I saw this coming a mile away when folks started ditching slack for Discord - Slack being problematic because a) it was profit-seeking and would use its leverage over your personal data to seek rent and b) it was antithetical to the open web.
Discord has the exact same two issues so was obviously not a solution.
Why did the internet en masse fall for it again?
Basically dumping - they made an objectively superior product that was completely free to users, funded by investor money without any plans for immediate profitability and long term sustainability.
That was all nice for a few years, but it was clear it can't got like this for ever - and here we are.
As far as I can tell, Discord doesn't delete history so you can join an older discord and scroll back. 99.99% of slacks that are free lose history after some arbitrary timeframe (used to be 10,000 messages, now I think its 90 days).
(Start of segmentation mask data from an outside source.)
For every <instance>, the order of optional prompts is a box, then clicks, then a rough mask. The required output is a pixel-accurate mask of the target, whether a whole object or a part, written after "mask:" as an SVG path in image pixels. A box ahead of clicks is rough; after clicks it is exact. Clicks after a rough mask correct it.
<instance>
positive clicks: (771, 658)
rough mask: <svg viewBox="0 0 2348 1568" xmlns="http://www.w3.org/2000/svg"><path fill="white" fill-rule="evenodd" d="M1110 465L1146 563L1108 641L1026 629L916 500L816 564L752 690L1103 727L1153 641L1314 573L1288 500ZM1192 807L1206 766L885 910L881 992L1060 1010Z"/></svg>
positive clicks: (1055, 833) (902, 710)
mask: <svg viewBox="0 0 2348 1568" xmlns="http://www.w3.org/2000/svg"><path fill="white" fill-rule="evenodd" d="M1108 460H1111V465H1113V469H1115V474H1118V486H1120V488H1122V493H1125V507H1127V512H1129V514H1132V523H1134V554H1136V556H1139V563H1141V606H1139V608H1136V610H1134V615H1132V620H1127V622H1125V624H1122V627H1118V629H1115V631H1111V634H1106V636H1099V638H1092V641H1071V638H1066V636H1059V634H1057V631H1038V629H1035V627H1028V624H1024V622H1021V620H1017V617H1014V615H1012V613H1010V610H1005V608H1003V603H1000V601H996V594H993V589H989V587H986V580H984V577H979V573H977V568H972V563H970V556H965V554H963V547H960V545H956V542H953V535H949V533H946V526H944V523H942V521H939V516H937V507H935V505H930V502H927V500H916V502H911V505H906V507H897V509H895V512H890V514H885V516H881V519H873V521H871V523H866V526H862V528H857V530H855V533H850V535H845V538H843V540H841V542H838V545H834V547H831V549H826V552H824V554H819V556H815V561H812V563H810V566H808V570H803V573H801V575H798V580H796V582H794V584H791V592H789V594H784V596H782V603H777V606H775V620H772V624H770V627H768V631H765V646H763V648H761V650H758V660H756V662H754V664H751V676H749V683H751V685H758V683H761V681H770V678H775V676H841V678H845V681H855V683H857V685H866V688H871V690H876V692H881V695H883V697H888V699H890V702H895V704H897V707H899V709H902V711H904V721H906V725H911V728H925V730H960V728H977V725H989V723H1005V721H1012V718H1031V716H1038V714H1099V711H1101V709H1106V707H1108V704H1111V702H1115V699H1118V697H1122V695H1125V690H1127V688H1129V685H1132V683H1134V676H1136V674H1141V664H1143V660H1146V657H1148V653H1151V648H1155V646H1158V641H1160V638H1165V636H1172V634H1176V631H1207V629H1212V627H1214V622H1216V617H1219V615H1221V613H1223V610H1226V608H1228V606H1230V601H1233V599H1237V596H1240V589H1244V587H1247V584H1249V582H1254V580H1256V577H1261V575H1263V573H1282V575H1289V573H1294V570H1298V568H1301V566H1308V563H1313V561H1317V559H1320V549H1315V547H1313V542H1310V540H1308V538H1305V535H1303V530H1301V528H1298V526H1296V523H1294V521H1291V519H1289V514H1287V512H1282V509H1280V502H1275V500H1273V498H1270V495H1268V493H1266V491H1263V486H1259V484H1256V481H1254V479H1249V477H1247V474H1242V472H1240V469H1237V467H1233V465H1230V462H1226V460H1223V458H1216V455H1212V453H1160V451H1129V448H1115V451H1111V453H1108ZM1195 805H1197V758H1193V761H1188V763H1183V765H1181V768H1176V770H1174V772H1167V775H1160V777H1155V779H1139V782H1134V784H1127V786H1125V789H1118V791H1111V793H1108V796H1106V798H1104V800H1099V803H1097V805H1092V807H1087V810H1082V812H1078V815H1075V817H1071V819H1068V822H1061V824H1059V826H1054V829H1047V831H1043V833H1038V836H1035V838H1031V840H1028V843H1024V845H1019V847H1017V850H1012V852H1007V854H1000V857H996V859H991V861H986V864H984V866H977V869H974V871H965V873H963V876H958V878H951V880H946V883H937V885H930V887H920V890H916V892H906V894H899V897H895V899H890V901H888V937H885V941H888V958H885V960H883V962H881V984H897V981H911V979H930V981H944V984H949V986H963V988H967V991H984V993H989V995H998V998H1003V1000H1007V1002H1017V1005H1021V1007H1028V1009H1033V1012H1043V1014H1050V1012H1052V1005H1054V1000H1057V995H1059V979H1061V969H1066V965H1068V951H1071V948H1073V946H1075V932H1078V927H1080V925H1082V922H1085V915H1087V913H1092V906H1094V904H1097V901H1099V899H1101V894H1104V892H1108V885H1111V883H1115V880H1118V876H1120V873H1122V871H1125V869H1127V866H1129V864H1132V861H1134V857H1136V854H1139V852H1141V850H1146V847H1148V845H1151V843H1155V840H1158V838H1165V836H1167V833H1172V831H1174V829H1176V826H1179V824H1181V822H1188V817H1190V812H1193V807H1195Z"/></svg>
Plus you can connect Discord to your Steam/Playstation/Xbox account, which gamers like.
Yeah I was concerned back when it first started rolling out. Years later the gaming community embraced like it was the second coming of Christ. Nobody looks at the people and organization supporting these platforms. If I remember correctly, wasnt funded by major conglomerates in the entertainment industry?
I guess thats changing though, I see Youtubers all over the place now watching these things like a hawk. Referring to the Highguard scandal.
Slack sold out, changed the deal, and threw every small group under the bus. Most of those people ended up on Discord
To answer how it got so big: it didn't start out trying to replace Slack. It just solved an acute pain point for gamers. Skype was becoming increasingly enshittified, and people were floating between TeamSpeak, Ventrilo, and Mumble, none of which were that great. Discord captured the market because it was completely free and had the audio mechanisms in place to make people with shitty mics and background noise tolerable without forcing everyone to use push-to-talk. That’s really it. By the time non-gaming communities were looking for a Slack alternative, they just defaulted to Discord because 90% of their target audience already had the client running in the background.
> Can someone explain to me how Discord got so big in the first place, particularly for non-gaming uses?
It won by simply building a vastly superior product during its growth phase.
For gamers, it replaced fragmented, clunky, or paid alternatives (TeamSpeak, Ventrilo, Mumble, Skype) with a frictionless, free app that had excellent voice quality and modern UX.
It worked so perfectly for gaming communities that non-gamers inevitably took notice, realizing it was effectively a better, free version of Slack for community building.
But that was the user-acquisition era. Now, we're seeing the classic enshittification phase.
Every other notification badge is an alert trying to sell you something. I still use it, but the product development focus seems to have entirely shifted to selling $9.99/month "blinky bullshit." I understand they have to monetize eventually, but it's exhausting.
Ultimately, it got big because for a few years, it was undeniably the best, cleanest chat client on the market. It was just relentlessly good for the user.
Whether it stays good, or follows down the Microsoft path of turning into a full-on ad-distribution network remains to be seen. But right now, despite all the crap sales, it's still pretty good... (=
For how it got so big, after it took over the gaming market initially it's likely network effect in action.
Discord is a centralised IM + basic forum with commercial polish.
Small communities can't afford site hosting and moderation, FOSS alternatives like Matrix are significantly inferior products. Fandom killed independent wikis, Reddit killed independent forums.
If Discord ever goes down, there will be decentralised services competing and advocating freedom until a new centralised service takes all the users for itself, just like Mastodon and Bluesky.